Un sondage de septembre réalisé par le Star Tribune auprès de 800 électeurs probables a révélé que 49% étaient en faveur du remplacement du département de police de Minneapolis par un nouveau département de la sécurité publique tandis que 41% s’y opposaient. Dix pour cent étaient indécis.

Le vote anticipé a commencé en septembre.

Jamar Nelson, 43 ans, qui vit du côté nord à prédominance noire de Minneapolis, comprend pourquoi certaines personnes veulent recréer un système de sécurité publique dans la ville : il porte toujours une cicatrice après avoir été battu par la police lors d’une descente dans son appartement en 2000.

“Pendant assez longtemps, j’étais contre la police”, a-t-il déclaré.

Nelson est membre du groupe local, A Mothers Love Initiative , qui travaille avec les familles des victimes de la violence armée.

Alors qu’il soutient la réforme de la police, ainsi que la façon dont les crises de santé mentale sont gérées, il craint ce qui pourrait arriver si la mesure passe.

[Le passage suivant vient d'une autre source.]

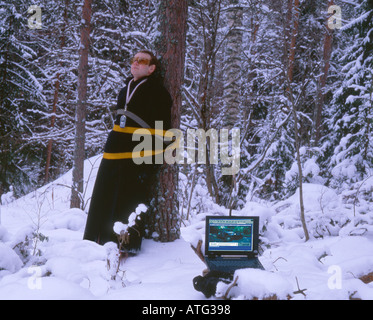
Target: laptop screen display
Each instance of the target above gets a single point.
(230, 235)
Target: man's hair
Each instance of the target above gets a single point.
(153, 58)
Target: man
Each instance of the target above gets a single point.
(121, 184)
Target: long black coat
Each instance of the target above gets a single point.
(121, 185)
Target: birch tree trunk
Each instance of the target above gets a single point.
(327, 52)
(80, 111)
(233, 64)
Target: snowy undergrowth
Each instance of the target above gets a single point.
(43, 256)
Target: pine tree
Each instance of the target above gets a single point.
(21, 99)
(352, 105)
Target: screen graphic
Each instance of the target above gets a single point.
(230, 234)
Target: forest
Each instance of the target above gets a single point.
(295, 76)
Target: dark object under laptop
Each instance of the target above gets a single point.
(232, 243)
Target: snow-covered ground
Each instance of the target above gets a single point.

Dans son quartier, il a récemment vu plus de coups de feu, de vols et d’infractions au code de la route – « l’anarchie pure et simple », a-t-il déclaré. Une amie a perdu son fils unique lors d’une fusillade dans un dépanneur.

Nelson attribue la spirale du crime à une force de police en diminution : le département est tombé à 588 agents, soit environ 300 depuis le meurtre de Floyd, et tous les agents restants ne patrouillent pas. Certains ont quitté le département en invoquant un trouble de stress post-traumatique dû aux troubles après la mort de Floyd et en raison du moral bas dans les rangs.

“C’est ridiculement effrayant”, a déclaré Nelson.

Mais d’autres dans la ville considèrent qu’un changement rapide est nécessaire.

DA Bullock, 51 ans, un documentariste qui vit également dans le nord de Minneapolis, soutient la question 2.

Il a remarqué une augmentation de la violence, mais a déclaré que la police n’avait “jamais été facilement disponible”.

En 2019, quelqu’un a tiré sur la maison d’un voisin – un moment « grand et traumatisant » pour beaucoup dans le quartier, a-t-il déclaré. La police est arrivée dans les 15 minutes environ et a enregistré la zone, mais n’a pas semblé intéressée à obtenir des informations des voisins.

Il y a environ un mois, Bullock rentrait chez lui la nuit lorsqu’un homme a tiré en l’air avec une arme à feu. Bullock s’arrêta et regarda. L’homme agité a sauté dans sa voiture et est parti. Un flic est ensuite passé lentement, a allumé un feu et est parti.

“J’ai l’impression qu’ils ont toujours traité le nord de Minneapolis avec une sorte de dédain – comme si c’était de notre faute d’y vivre”, a déclaré Bullock.

Il a l’impression, a-t-il dit, que la police veut que les résidents se sentent stressés, comme s’ils vivaient dans le chaos, alors ils voteront contre l’amendement par peur.

“C’est une sorte de mépris intentionnel pour les gens qui vivent dans la ville”, a-t-il déclaré. “D’essayer de nous montrer à quel point nous en avons besoin et à quel point nous ne devrions jamais oser remettre en question.”

Lee a rapporté de Los Angeles, et Winter, un envoyé spécial, de Minneapolis.